India faces heat on vaping laws

Ten News Network

By Shantanu Guha Ray


New Delhi (01/12/2022): Vaping, banned across India, continues to throw up fresh challenges to the country’s health officials who are flooded with statistics and scientific studies suggesting vaping is the best way to advance the global fight against smoking.

And it is because smokers who succeed in quitting with the usual cessation tools have high relapse rates. And then, people who smoke simply do not plan on quitting.

For this reason, it is essential – claim the studies – to support tools that provide a solution to this problem. Health ministry officials are being told policies aimed at reducing the harm caused by smoking are an additional route to cessation and prevention in order to achieve this.

And then, there is strong evidence and international experience that show alternative products, such as electronic cigarettes or smoke-free tobacco, can be part of the solution and not part of the problem in the fight against smoking.

The pressure is mounting high on health ministry officials in India.

The ministry officials, it is reliably learnt, are being told it is essential to listen to all scientific perspectives without exclusion or censorship of any kind in order to optimise the effectiveness of anti-smoking policies. Therefore, the proposed comprehensive tobacco control plan should consider all the available scientific evidence and not just a part of it.

Scientific debate, dialogue and not an excluding monologue, is the key for science to move public policies forward.

Experts say the Indian government must listen to the opinion of all professionals and experts who face the daily damage caused by smoking, without persecution or false accusations. And that there is an immense need for more training for health professionals and more information for smokers across the world, including India.

Why? Because in many countries, India included, there is a considerable lack of knowledge among the medical community about the potential of harm reduction products in the fight against smoking. Therefore, taking science as the backbone, training programmes should be implemented in India for health professionals (both in the public and private sectors) on the characteristics of these tools and the cases in which they can play a beneficial role.

Smokers should have as much information as possible about them. To this end, objective and scientifically validated public information should be provided, always contextualising the fact that these products are not harmless and should only be considered by adult smokers who have tried to quit smoking and have not succeeded.
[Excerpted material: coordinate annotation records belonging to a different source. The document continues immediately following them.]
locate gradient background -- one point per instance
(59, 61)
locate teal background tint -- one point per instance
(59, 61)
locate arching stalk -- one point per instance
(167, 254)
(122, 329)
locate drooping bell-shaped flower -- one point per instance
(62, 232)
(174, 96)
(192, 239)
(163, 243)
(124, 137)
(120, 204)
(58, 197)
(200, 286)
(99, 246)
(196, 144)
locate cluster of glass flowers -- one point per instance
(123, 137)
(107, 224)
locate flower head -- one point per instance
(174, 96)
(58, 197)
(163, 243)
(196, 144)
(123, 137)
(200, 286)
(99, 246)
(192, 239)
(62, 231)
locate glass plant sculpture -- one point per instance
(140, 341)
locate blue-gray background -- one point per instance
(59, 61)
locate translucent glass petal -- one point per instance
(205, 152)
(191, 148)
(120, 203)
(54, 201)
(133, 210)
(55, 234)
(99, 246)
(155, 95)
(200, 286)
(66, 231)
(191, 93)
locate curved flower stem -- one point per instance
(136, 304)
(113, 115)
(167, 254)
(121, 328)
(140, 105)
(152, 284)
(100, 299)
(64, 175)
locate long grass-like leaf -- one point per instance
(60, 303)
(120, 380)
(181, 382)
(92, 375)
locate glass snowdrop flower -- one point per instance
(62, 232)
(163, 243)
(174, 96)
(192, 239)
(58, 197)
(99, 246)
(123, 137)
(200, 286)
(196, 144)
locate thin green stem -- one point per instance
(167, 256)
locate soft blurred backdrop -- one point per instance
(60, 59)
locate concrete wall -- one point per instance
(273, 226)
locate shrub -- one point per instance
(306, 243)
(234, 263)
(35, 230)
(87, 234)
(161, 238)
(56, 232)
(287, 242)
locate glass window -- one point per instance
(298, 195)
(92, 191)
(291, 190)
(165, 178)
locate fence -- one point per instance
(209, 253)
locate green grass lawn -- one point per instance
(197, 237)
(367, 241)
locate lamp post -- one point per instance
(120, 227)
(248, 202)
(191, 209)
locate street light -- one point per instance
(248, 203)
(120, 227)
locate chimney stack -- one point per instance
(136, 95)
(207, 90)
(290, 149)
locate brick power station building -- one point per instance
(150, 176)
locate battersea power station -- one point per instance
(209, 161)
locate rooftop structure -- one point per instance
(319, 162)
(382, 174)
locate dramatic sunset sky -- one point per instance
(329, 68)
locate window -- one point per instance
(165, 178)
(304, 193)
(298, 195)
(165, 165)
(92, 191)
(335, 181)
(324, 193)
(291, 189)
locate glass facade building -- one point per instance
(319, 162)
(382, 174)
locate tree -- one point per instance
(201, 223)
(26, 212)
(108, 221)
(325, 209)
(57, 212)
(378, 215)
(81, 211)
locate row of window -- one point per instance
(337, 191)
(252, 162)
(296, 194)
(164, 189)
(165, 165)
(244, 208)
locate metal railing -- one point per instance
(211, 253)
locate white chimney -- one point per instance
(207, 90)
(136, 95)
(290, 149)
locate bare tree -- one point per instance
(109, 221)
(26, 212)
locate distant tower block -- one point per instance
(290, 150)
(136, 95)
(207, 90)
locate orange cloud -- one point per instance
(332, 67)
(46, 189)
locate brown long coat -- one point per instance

It is important to highlight here that smoking tobacco, which involves inhaling smoke produced by combustion, is the most harmful form of nicotine consumption and the most widespread among the population.
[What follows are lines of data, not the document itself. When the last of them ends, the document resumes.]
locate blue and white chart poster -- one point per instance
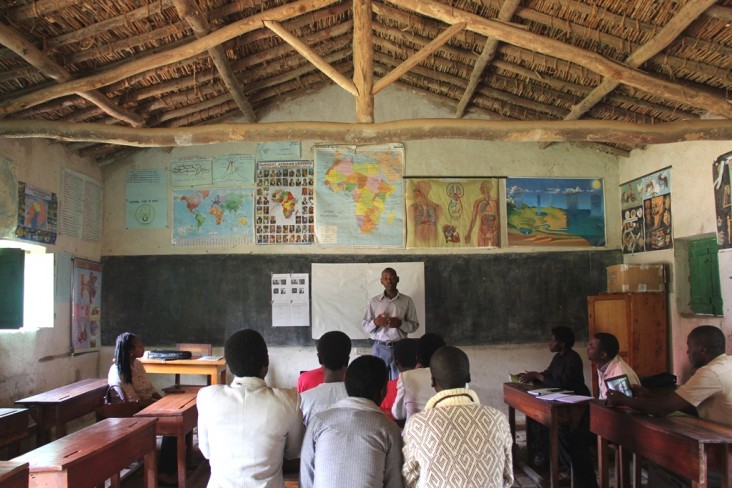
(146, 195)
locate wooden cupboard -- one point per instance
(639, 321)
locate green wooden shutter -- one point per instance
(706, 295)
(12, 265)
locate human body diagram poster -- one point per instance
(86, 305)
(360, 195)
(444, 212)
(646, 213)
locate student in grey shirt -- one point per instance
(353, 443)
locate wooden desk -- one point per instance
(90, 456)
(177, 415)
(13, 429)
(56, 407)
(683, 445)
(215, 370)
(548, 413)
(13, 474)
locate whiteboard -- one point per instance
(341, 293)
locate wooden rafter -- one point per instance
(401, 130)
(486, 56)
(590, 60)
(190, 12)
(31, 54)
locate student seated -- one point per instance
(128, 382)
(247, 429)
(709, 390)
(456, 441)
(353, 444)
(566, 372)
(414, 388)
(603, 351)
(334, 348)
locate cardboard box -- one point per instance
(625, 278)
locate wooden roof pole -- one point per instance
(146, 63)
(30, 53)
(489, 51)
(590, 60)
(678, 24)
(190, 12)
(363, 60)
(420, 55)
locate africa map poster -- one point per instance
(360, 195)
(284, 209)
(453, 212)
(213, 217)
(555, 212)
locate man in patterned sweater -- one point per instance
(455, 432)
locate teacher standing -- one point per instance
(389, 317)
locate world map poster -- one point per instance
(449, 212)
(213, 217)
(360, 195)
(564, 212)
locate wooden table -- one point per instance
(88, 457)
(549, 413)
(13, 428)
(13, 474)
(682, 444)
(56, 407)
(215, 370)
(177, 415)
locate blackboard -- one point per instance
(495, 298)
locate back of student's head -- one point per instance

India, claim experts, must learn from the experience of other countries like the UK and New Zealand which, among others, are already successfully implementing policies that combine particularly restrictive treatment and regulation of combustible tobacco use with strategies that encourage the use of harm reduction tools for adult smokers.

According to the latest Eurobarometer, which also includes the United Kingdom, the smoking rate in this country stands at 12%, five points lower than in 2017. Likewise, in New Zealand, since its Ministry of Health launched its campaign to support the e-cigarette as a tool to quit smoking, the reduction in smoking rates has seen a significant acceleration, reaching a historic decrease of almost 3 points in a single year.

For example, Hong Kong, not far from India, is soon going to reverse its ban on the re-export of e-cigarettes and other heated tobacco products by land and sea transport by the end of this year as part of efforts to ignite growth.

Vaping is not without risk, the evidence for vaping does not say that. It merely says cigarette smokers who switch would suffer from far fewer negative effects and live relatively longer, healthier lives. As a result, research and studies on vaping across the world, mostly in developed nations, are making the governments – India included – sit up and take notice.

India’s Health Ministry officials should, by now, realise the ban is useless, and its reversal is a necessity. It can and should never be considered an indulgence. India, in fact, must consider humane, risk-proportionate regulations while incorporating safeguards to prevent uptake.

Nearly a third of the population in India is dependent on some form of tobacco. This, in turn, leads to nearly 14 lakh deaths, almost the total population of Ranchi or Jabalpur. And then, the World Health Organisation (WHO) says the whopping loss of $27.5 billion annually is due to diseases related to tobacco use for persons aged 35 and above.

There are countless laws the Ministry of Health has initiated to prevent or dissuade people from smoking. But the most controversial one is the irrational decision it took on the vaping industry. This must change, if India has to align itself to global trends and take the right step.

The UK public health agency recently announced that the UK will be the first country to prescribe medically authorised e-cigarettes for smoking cessation within its National Health Service.

Scientists in the UK have concluded that vaping products should be put on prescription to help millions kick their smoking habits. This is a significant change. Soon, England would become the world’s first nation to prescribe e-cigarettes licensed as a medical product.

In private conversations, India’s health ministry officials admit the move is a big one with far reaching impact for nations like India which continues to enforce the ban.

But the ban has not been reversed, it should soon.